In this case, the franchisor led the buyer to believe the costs associated with the rebuild would be "x" - knowing that the real costs would be "2x". The court then found the franchisor to have withheld material information that negatively impacted the franchisee. Please read below:
The court considered a clause of the agreement that excluded liability for pre-contractual statements, but held it not to be applicable. It was emphasised that such a standard clause should be construed strictly against the offeror, being the franchisor. It was then held that the franchisor did indeed had a duty of care towards the franchisee, in view of the sufficiently close and proximate relationship between them, the foreseeability of damage, and because it is fair, just and reasonable to impose such a duty. The franchisor was thus liable on the ground of causing damage to the franchisee.
Its an interesting case that appears to place greater responsibility on the franchisor to provide truthful numbers. I am curious if this can be held as precedent in the UK and expanded to include other "known" numbers.
Lastly, I agree, there will always be franchisees that have sold themselves on a given system - no need for any sales manipulation.
- Log in to post comments
- Log in to post comments
No they don't
One thing has nothing to do with the other. Statement of start up costs is nothing like the items you are referring to on resales.

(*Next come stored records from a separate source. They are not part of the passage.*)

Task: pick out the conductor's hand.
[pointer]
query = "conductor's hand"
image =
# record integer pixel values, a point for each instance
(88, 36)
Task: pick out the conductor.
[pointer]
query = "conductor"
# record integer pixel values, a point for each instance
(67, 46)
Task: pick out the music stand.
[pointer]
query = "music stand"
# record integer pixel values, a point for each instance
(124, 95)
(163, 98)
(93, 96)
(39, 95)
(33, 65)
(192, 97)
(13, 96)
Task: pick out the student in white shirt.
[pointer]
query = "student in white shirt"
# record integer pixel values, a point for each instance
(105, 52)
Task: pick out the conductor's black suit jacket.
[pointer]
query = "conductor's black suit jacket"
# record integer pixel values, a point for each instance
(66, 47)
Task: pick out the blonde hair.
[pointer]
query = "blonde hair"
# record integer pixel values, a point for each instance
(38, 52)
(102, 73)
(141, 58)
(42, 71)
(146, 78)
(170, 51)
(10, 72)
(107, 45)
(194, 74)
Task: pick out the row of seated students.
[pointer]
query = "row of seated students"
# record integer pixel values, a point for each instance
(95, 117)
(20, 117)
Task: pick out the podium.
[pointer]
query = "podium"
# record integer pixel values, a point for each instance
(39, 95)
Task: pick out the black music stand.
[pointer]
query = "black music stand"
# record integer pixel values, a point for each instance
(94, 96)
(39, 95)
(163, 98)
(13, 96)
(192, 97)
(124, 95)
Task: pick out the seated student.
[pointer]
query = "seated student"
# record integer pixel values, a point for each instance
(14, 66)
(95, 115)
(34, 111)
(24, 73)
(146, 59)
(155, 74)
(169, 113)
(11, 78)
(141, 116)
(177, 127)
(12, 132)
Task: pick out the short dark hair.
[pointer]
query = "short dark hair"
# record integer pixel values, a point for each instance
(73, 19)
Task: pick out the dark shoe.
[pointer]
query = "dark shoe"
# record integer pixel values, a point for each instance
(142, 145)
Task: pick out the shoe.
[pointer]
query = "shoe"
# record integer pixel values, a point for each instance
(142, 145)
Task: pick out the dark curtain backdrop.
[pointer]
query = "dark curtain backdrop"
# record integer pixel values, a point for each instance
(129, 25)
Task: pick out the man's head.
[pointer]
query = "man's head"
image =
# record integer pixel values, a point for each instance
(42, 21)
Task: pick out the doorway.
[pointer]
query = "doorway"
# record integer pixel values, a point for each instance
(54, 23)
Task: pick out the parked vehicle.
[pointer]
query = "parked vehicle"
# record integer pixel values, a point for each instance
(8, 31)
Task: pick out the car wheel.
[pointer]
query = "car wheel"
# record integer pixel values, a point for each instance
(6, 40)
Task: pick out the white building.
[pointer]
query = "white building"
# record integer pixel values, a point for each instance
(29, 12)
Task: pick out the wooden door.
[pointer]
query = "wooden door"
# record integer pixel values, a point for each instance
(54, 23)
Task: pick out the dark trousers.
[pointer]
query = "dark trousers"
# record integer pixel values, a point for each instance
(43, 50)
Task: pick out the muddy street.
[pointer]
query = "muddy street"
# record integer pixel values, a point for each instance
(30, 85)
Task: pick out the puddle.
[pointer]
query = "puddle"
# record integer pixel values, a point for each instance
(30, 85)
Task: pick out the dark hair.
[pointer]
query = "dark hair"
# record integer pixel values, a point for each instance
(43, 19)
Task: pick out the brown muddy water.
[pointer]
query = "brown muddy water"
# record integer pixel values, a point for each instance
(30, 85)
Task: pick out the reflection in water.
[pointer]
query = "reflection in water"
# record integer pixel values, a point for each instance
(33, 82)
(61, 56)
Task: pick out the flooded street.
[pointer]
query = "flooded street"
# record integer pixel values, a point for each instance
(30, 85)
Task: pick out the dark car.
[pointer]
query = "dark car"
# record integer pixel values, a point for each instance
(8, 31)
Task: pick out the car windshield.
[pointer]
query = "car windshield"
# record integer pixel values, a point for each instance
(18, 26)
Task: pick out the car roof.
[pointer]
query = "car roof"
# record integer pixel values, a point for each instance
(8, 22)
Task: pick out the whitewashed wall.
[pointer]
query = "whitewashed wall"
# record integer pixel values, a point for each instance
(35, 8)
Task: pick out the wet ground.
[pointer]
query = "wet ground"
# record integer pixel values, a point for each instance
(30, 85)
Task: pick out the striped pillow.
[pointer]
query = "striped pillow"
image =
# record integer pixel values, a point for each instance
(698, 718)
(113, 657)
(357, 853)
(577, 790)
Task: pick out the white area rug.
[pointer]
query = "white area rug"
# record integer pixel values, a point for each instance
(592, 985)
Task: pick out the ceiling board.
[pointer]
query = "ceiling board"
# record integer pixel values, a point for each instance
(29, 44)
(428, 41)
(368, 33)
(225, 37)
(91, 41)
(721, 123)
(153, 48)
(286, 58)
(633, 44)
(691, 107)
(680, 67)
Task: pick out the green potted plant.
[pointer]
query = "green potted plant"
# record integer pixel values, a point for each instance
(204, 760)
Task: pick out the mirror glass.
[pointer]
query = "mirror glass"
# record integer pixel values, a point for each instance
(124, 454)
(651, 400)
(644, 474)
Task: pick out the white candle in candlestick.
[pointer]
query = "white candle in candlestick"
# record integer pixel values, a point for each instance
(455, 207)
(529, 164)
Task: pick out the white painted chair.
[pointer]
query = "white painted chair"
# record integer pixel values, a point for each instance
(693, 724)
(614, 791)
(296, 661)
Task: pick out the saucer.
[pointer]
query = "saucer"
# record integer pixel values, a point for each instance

If this were a resale case and not a start up case with a franchisor that has a long UK history of selling new franchises, the court probably would not have dealt with it in this holier than thou manner.
UK courts are usually tougher on franchisees who want things not provided for in the agreement than USA courts - same in Australia. Also the issue depends in large part upon whether there was active misrepresentation or just failure to disclose.
You can't take a sympathetic statement by any court and simply expand that as if by magic to other situaions. Arguments and comparisons that get you a good grade in the semenary will get you an F in law school.